Graphics cards, the current latest ones pushing 1 teraFLOPS, do something similar to this but their cores (or more accurately, stream processors) are not Turing-complete -- that is, they can't do general computing --, and they probably still take orders of magnitude more transistors per "core" (because they perform many sophisticated kinds of manipulations, such as floating-point instructions and specifically CGI-related functions, directly), thus meaning far fewer parallel units than this computer could have.
Multiplying two 16-bit numbers, for example, might take over 256 cycles, and adding two numbers could take at least 16, but with thousands/hundreds of thousands of cores it might all be worth it. (I come up with the values 256 and 16 because I'm thinking this machine would have no intrinsic conception of bytes and would process everything a bit at a time, but perhaps it wouldn't be that way.)
This idea is for a computer intended for very specialized applications, not general home computing as with a PC; average PC users have no use for thousands of simultaneous general-purpose cores.
It might be neat if we could actually make this self-programmable in a way, perhaps like a Turing machine with a self-modifiable state table.

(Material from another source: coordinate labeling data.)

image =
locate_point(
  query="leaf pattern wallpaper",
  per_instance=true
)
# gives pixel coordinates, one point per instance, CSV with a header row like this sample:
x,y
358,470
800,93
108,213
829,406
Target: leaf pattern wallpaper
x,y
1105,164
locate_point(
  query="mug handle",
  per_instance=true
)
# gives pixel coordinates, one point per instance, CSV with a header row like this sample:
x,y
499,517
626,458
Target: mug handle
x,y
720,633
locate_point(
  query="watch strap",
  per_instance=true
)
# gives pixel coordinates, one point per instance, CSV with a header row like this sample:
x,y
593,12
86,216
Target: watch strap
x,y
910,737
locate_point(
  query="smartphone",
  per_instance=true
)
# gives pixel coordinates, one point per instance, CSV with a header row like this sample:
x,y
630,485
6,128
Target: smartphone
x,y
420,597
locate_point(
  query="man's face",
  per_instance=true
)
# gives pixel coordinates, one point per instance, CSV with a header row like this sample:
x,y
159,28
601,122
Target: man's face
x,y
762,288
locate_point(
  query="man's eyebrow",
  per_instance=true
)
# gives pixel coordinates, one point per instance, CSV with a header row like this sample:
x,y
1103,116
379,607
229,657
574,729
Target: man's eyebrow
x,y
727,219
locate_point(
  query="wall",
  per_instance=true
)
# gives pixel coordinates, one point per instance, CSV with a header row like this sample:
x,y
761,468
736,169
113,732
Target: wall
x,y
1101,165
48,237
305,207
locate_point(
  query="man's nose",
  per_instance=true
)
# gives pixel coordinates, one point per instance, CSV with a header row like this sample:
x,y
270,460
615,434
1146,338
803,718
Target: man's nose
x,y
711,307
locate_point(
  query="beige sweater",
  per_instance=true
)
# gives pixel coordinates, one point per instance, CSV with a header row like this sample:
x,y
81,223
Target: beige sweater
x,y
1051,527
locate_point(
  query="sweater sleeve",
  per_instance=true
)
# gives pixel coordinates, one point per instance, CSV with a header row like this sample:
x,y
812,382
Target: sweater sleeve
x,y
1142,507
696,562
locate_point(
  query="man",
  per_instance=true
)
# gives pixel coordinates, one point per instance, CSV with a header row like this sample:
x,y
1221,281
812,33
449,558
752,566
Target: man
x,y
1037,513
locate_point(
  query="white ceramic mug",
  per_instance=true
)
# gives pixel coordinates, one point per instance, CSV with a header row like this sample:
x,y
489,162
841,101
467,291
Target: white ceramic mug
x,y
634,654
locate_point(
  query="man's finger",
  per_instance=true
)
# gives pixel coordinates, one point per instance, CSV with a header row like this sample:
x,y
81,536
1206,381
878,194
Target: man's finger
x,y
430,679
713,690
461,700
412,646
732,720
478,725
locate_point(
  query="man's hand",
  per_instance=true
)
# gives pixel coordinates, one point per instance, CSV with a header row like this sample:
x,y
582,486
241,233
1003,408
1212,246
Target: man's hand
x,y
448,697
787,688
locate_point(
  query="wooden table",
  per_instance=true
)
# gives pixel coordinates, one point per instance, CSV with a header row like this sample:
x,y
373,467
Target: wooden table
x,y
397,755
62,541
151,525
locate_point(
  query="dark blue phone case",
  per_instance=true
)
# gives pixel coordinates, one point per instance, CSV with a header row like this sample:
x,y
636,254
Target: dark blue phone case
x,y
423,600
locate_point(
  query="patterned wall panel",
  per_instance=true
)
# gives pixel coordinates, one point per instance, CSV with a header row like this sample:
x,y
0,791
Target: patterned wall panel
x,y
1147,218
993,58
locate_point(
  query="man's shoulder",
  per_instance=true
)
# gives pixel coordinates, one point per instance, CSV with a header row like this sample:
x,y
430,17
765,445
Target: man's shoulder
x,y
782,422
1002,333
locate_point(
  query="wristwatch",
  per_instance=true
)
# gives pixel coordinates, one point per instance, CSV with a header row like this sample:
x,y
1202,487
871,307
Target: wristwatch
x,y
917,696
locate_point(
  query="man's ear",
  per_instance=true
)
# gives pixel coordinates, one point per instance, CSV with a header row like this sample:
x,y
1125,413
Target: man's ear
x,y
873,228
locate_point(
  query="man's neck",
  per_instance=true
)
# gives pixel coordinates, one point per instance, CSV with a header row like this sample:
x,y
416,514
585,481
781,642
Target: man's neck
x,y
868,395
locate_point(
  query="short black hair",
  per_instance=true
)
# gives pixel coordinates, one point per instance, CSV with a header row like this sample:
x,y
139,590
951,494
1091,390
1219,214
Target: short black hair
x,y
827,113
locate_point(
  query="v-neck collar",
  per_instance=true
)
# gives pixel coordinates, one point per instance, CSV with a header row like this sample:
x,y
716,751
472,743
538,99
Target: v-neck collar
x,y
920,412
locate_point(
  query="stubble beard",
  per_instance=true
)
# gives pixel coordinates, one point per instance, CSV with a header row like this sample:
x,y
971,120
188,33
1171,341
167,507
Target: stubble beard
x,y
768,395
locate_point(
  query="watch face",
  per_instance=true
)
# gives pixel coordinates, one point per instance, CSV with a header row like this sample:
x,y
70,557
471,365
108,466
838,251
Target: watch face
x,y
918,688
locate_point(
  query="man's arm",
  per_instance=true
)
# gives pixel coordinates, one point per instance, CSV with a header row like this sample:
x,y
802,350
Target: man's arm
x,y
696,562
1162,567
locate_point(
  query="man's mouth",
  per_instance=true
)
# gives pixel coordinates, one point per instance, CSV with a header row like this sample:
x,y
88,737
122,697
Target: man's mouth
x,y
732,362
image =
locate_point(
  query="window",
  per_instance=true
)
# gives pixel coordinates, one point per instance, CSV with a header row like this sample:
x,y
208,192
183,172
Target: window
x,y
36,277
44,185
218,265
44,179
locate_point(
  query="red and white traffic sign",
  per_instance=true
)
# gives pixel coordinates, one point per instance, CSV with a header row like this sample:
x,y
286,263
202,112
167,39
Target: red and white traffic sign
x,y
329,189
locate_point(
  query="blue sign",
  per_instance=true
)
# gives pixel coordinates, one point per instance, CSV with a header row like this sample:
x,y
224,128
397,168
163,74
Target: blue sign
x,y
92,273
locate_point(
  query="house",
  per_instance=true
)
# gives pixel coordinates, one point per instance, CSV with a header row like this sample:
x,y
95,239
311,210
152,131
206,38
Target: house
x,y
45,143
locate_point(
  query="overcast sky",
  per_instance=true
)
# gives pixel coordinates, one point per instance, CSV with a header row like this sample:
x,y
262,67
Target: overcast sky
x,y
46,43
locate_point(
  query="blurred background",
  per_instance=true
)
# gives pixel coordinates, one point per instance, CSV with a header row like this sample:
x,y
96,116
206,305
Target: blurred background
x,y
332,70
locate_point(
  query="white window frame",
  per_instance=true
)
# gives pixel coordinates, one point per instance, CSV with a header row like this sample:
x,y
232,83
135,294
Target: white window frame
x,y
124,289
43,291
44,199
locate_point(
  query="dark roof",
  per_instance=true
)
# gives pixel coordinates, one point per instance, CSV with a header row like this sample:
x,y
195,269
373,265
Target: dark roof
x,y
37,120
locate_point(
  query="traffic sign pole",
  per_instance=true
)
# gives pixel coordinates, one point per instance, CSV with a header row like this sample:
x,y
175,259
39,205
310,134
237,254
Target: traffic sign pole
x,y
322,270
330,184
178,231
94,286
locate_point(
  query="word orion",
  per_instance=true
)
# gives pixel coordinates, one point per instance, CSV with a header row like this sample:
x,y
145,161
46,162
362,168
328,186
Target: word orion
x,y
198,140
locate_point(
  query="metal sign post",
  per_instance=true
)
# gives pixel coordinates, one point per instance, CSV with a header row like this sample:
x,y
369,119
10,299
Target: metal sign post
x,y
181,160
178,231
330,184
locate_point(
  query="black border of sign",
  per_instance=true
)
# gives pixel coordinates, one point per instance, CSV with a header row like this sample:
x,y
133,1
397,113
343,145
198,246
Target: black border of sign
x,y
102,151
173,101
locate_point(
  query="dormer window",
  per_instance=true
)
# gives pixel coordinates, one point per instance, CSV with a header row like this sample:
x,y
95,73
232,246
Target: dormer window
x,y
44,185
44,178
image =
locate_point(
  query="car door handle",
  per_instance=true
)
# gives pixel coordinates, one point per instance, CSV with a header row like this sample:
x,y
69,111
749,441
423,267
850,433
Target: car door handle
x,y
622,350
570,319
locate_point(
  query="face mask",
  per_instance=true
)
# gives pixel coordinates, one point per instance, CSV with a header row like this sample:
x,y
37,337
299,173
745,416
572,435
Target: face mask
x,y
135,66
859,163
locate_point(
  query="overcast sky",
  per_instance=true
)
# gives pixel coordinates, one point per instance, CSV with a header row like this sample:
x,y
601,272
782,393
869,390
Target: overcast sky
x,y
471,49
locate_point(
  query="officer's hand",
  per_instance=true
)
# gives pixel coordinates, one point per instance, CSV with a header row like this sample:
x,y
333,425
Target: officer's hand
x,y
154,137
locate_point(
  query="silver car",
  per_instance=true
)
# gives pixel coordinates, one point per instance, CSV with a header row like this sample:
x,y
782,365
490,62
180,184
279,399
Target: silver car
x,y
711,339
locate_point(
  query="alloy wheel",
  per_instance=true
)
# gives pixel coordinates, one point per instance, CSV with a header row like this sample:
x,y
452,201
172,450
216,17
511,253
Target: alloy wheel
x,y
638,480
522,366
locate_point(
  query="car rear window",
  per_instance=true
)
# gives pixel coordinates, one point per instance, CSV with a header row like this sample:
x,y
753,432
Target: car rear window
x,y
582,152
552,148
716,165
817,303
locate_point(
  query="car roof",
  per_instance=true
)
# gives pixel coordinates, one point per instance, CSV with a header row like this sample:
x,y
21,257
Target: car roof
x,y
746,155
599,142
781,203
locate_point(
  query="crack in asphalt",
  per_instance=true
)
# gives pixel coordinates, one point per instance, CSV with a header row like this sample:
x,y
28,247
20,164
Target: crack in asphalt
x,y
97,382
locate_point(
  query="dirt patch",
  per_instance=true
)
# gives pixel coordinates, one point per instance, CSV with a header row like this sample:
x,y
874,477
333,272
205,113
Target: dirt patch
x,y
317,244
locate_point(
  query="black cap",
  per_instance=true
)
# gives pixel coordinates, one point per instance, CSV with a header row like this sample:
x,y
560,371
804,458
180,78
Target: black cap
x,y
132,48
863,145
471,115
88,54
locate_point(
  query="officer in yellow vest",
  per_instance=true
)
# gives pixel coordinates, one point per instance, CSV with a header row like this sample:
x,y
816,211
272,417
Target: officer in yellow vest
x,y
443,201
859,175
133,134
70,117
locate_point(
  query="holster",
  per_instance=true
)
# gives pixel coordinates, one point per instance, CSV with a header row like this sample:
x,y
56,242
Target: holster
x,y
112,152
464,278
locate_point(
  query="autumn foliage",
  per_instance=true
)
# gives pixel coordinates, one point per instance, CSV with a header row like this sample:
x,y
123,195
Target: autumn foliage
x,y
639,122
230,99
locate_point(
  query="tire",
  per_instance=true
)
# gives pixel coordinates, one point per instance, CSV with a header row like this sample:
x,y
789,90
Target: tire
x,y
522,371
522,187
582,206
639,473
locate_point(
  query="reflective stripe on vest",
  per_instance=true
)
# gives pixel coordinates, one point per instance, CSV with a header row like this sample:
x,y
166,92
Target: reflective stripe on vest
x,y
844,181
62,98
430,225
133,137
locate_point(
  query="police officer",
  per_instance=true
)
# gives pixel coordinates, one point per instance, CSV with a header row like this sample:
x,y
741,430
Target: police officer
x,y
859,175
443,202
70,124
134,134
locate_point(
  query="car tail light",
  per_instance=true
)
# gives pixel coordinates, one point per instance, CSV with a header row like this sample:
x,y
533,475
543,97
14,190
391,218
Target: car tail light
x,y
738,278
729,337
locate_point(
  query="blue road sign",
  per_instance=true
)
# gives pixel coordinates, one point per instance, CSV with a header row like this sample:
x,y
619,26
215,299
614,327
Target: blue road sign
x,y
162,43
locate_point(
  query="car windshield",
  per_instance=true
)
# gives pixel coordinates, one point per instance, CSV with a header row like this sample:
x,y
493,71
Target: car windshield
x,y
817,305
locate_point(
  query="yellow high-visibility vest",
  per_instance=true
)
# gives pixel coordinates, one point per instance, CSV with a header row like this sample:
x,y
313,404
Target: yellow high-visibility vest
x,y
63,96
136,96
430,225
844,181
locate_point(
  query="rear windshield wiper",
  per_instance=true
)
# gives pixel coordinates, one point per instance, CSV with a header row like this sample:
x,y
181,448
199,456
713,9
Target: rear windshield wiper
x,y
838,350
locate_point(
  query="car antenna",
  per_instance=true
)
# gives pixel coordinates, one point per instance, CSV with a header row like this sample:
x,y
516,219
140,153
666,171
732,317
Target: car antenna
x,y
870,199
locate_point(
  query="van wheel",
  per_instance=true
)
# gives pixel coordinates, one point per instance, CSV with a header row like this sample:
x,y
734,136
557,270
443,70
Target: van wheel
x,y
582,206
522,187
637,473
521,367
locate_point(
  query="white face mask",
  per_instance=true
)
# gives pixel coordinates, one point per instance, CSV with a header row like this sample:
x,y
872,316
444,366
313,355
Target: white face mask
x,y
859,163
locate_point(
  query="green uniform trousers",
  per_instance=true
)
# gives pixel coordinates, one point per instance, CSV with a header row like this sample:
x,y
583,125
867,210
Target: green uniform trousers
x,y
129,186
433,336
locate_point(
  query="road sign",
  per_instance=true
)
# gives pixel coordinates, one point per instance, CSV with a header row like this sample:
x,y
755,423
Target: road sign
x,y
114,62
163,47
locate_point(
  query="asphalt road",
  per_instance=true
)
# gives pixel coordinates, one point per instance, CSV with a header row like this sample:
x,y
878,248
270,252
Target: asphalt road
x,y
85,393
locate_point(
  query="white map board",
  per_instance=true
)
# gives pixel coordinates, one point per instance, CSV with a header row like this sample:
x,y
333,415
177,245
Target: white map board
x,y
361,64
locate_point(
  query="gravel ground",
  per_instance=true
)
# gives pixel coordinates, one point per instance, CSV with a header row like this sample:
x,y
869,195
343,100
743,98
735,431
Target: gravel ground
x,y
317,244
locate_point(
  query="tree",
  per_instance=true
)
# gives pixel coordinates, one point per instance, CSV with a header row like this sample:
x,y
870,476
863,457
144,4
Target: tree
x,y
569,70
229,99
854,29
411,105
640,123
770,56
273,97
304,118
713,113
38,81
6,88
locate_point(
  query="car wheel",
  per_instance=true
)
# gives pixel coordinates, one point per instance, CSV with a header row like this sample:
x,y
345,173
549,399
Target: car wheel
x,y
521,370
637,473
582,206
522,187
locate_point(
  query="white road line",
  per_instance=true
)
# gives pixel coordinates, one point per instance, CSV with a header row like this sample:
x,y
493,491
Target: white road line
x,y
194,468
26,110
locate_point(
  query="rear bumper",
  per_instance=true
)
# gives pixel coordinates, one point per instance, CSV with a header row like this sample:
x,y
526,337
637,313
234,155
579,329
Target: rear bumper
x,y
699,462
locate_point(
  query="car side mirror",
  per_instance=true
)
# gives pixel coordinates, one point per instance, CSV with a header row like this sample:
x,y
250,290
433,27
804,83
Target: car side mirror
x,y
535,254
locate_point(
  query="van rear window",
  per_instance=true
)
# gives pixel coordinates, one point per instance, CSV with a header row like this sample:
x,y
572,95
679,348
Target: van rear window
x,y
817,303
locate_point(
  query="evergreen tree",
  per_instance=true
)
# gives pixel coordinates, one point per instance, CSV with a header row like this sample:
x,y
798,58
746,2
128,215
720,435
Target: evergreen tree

This kind of dynamicism would be very useful for a machine with such a limited instruction set. Maybe an AND could be re-written as an XOR, and so on. I'm not sure how that can be done in a way that doesn't incur so many extra transistors that they'd be better put to use by simply extending the instruction set andor adding more cores. Perhaps there can be intermediate router circuits that can re-route the flow of bits through the core's parts -- for example, through an AND gate instead of through an XOR gate. Or, perhaps there can be a number of different types of cores that have slightly different functionality, and the code determines which type of core a given thread goes to. Maybe a thread can even switch core-types mid-way through; its state information would be transferred to another core. (this could be effectively the same as reprogramming a core, but more limited.) The proportions of numbers of cores available for the various core-types would hopefully be determined by the most common use-case scenarios.
The Tile64 had a good idea for inter-core communication: each core has its own router, and a message passing from one core to another steps through each core in between to get there. This may be a reasonable way to do it, although it seems like it would be a rather complex thing for a system going for (per-core) minimalism. Perhaps the system could have very localized clouds of shared memory for X number of cores, and then those clouds of memory can themselves communicate with other clouds of memory. The CPU's scheduler would group tasks according to which tasks need to either communicate a lot with or share memory with which other tasks, or perhaps the operating system itself could. If the different-type-of-cores idea is used, then each localized core-cloud should probably contain a variety of different core-types. That way threads can more quickly switch core-type, and super-tasks involving different kinds of functions can more easily have their different functions inter-communicate -- though the second argument can go either way; perhaps some features should be locally grouped and some not.
Anyway, this is all on one chip. If we could have 100,000 cores on one chip, imagine how many petaFLOPS a supercomputer made up of these chips would do!